Monsieur le président, monsieur le président de la commission des affaires économiques, monsieur le rapporteur Yves Blein, madame la rapporteure pour avis, monsieur le rapporteur pour avis, mesdames et messieurs les députés, nous voici donc arrivés à la seconde lecture de ce projet de loi par votre assemblée, qui sera la dernière. L’achèvement de l’examen parlementaire d’un texte est toujours en soi une satisfaction, car il nous rappelle qu’après le temps du débat, si riche soit-il, vient le temps de l’action, le temps de son application.
Pour ce texte en particulier, cet achèvement est aussi une satisfaction du fait de la richesse des débats auxquels il a donné lieu, qui ont permis de mettre en lumière l’économie sociale et solidaire. Votre rapporteur, Yves Blein, y est pour beaucoup, et je tiens à saluer la qualité de son travail.

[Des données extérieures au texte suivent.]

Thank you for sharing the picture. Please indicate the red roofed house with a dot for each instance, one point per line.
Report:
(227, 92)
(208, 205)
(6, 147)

Nos discussions et nos débats ont révélé que de nombreux députés s’intéressent à l’ESS et que cette économie, encore trop peu connue, fait partie de notre quotidien.
Au moment où va débuter ici la seconde lecture de ce projet de loi, je souhaiterais revenir brièvement sur quelques points. Grâce aux débats parlementaires qui ont été de grande qualité, le texte enrichi qui vous est présenté aujourd’hui porte en lui l’implication et l’engagement de chacun. Il était important que le projet de loi trouve le bon équilibre entre les entreprises statutaires de l’ESS et les sociétés commerciales. C’est le cas, et je m’en réjouis. Ce texte est aussi riche de propositions concrètes pour nos concitoyens ; il concilie ambition et réalisme ; il concilie lucidité et audace. Les éléments précieux qui ont été apportés constituent les briques et le ciment qui permettront à l’édifice de l’ESS de grandir et de s’élever en s’appuyant sur des bases solides et raffermies.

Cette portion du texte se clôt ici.